Ausgerechnet der Lokalmatador wurde nämlich zum einzigen Opfer der Positionskämpfe in der ersten Runde, als ihm Kazuki Nakajima (Williams-Toyota) von hinten auffuhr und den Heckflügel wegrasierte. Alonso schleppte seinen R28 noch zurück an die Box, musste dann aber aufgeben, als seine Mechaniker einen Schaden der Hinterradaufhängung feststellten. Für seine Landsleute war damit natürlich recht früh die Luft draußen.

Den Start gewann Polesetter Massa vor Hamilton, der in den ersten beiden Kurven eine Attacke von Robert Kubica (BMW Sauber F1 Team) abwehren musste. Heikki Kovalainen (McLaren-Mercedes) schob sich an Räikkönen vorbei auf Platz vier, dahinter folgten Sebastian Vettel (Toro-Rosso-Ferrari), Jarno Trulli (Toyota), Nico Rosberg (Williams-Toyota), Nick Heidfeld (BMW Sauber F1 Team) und Timo Glock (Toyota) in den Top 10.

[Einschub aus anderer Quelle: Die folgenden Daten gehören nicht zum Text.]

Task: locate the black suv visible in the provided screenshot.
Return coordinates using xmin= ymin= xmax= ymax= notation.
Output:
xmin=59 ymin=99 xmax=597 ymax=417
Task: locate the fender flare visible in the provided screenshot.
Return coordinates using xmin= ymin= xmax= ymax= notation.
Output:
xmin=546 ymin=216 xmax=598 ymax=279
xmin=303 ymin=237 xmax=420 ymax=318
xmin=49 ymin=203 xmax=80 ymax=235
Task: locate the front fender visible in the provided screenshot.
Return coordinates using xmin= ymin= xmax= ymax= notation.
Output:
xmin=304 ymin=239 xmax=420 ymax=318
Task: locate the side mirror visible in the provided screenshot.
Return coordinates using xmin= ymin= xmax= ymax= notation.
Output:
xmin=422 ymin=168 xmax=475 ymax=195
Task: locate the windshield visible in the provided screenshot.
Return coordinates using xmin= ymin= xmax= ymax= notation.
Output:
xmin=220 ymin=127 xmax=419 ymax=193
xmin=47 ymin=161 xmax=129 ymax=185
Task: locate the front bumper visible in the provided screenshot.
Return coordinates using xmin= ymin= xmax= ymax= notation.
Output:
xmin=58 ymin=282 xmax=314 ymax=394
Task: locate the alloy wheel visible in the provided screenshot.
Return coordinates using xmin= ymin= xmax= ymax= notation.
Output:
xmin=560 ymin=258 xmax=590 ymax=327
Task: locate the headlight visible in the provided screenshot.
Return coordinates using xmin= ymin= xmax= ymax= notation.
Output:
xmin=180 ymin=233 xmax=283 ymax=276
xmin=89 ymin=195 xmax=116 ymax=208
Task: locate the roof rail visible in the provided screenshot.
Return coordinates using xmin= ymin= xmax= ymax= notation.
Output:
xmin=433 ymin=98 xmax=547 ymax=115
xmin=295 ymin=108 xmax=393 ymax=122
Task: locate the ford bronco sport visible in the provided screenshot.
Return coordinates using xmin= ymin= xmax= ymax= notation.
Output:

Viel Disziplin, kaum Zwischenfälle

Abgesehen von einigen kleineren Rempeleien präsentierten sich die Formel-1-Haudegen auf dem von Betonmauern eingekesselten Stadtkurs wesentlich disziplinierter als etwa die GP2-Jungspunde, sodass sich das Feld relativ schnell sortierte. Überholmanöver waren Mangelware und fanden wenn überhaupt, dann nur auf den hinteren Rängen statt - etwa Coulthard gegen Nelson Piquet (Renault) in der fünften Runde um Platz 16.

Start in Europa 2008

Erstaunlich diszipliniert bog das Feld hinter Felipe Massa in die erste Kurve ein Zoom

Vorne setzten sich Massa und Hamilton relativ locker von den übrigen Verfolgern ab - nach neun Runden hatte Kubica bereits zehn Sekunden Rückstand auf den Führenden. Damit war auch schnell klar, dass sich die Entscheidung um den Sieg auf ein Duell zuspitzen würde, aber selbst zwischen Massa und Hamilton kam eigentlich nie wirklich Spannung auf. Generell fehlte es dem zwölften Saisonlauf ein wenig am Entertainmentfaktor.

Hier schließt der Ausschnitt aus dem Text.